L’ancien colonel syrien, Anwar Raslan, ici jeudi à Coblence, est accusé de complicité de torture sur plus de 4000 détenus. POOL/REUTERS
Le procès historique de deux anciens membres présumés des services de renseignement de Bachar el-Assad s’est ouvert jeudi à Coblence.
Correspondante à Istanbul
C’est une première historique. Ce jeudi 23 avril s’est ouvert à Coblence, en Allemagne, un procès très attendu par les nombreuses familles des victimes du régime de Bachar el-Assad: celui de deux anciens membres des services de renseignement syriens accusés de crimes contre l’humanité. Anwar Raslan, le principal suspect, est accusé de complicité de torture sur plus de 4000 détenus. Cet ex-colonel dirigeait une prison à Damas où de nombreuses personnes arrêtées pour avoir simplement participé à des manifestations réclamant la liberté et la démocratie ont subi d’avril 2011 à septembre 2012 des actes de torture: coups de poing, de bâtons, de câbles ou de fouet, électrochocs, privation de sommeil pendant plusieurs jours, sévices sexuels…

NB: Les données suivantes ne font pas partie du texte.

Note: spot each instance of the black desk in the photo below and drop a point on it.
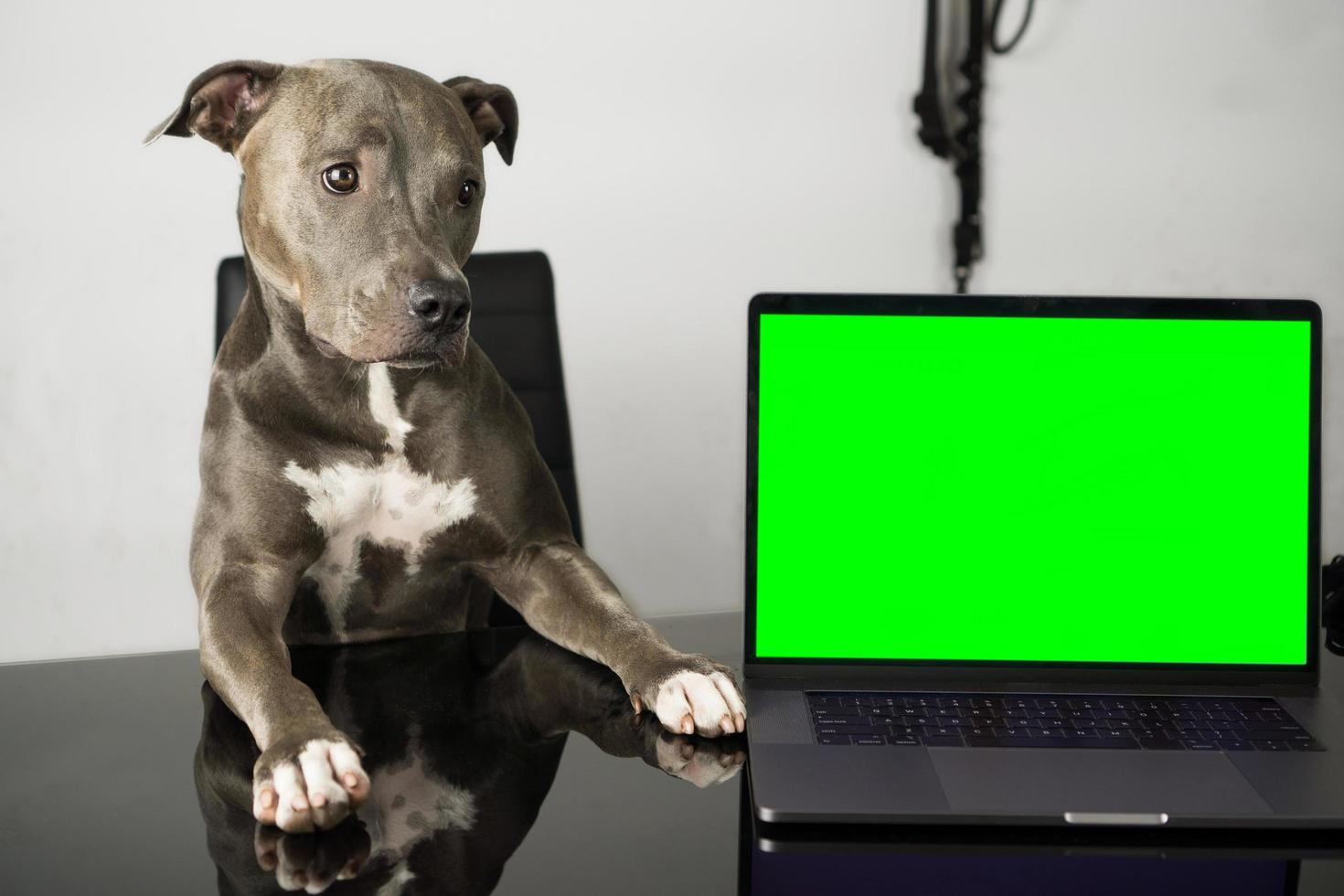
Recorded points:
(117, 776)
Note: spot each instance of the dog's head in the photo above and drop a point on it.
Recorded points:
(362, 194)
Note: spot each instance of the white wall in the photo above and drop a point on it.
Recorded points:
(674, 160)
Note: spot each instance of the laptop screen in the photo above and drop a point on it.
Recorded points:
(1032, 489)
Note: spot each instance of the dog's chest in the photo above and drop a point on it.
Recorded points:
(383, 509)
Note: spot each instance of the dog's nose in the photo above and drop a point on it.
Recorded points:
(440, 304)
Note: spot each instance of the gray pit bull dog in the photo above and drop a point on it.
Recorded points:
(365, 470)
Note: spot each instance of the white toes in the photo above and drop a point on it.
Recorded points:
(672, 709)
(292, 812)
(700, 698)
(731, 696)
(345, 763)
(325, 795)
(711, 712)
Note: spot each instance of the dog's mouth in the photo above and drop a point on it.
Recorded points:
(325, 348)
(449, 352)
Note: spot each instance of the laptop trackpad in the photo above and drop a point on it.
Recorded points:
(1109, 781)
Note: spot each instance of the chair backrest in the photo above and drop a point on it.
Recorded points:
(514, 321)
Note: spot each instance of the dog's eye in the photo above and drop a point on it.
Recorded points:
(340, 179)
(466, 192)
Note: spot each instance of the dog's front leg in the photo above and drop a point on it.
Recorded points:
(568, 598)
(308, 774)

Selon le parquet fédéral allemand, au moins 54 personnes auraient perdu la vie à la suite de ces sévices. Eyad al-Gharib, le deuxième prévenu, qui travaillait sous l’autorité d’Anwar Raslan, est accusé d’avoir, à l’automne 2011, participé à l’interpellation et à la torture «d’au moins 30 personnes», lors d’une manifestation à Douma, un fief rebelle situé dans la banlieue de Damas.
Des cellules de 50 m² pour 140 prisonniers
Les deux hommes, qui n’ont pas souhaité s’exprimer, avaient respectivement fui la Syrie en 2012 et 2013, craignant les représailles des combattants anti-Assad de l’Armée syrienne libre (ASL). Le premier est arrivé en Allemagne comme réfugiés en 2014, et le second en 2018. Leur arrestation a été rendue possible outre-Rhin en vertu du principe de la «compétence universelle», appliqué par l’Allemagne – et aussi par la France -, qui permet à un Etat de poursuivre, les auteurs de crimes contre l’humanité quelle que soit leur nationalité.
Cette première audience, qui s’est ouverte à 10 heures, a duré environ 1 heure et demi, selon Anna Oehmichen, l’avocate d’un des survivants qui était présente dans la salle. La séance a été l’occasion pour le procureur Jasper Klinge de revenir sur les conditions de détention «inhumaines» de la prison «251, située dans le nord de la rue de Bagdad, à Damas».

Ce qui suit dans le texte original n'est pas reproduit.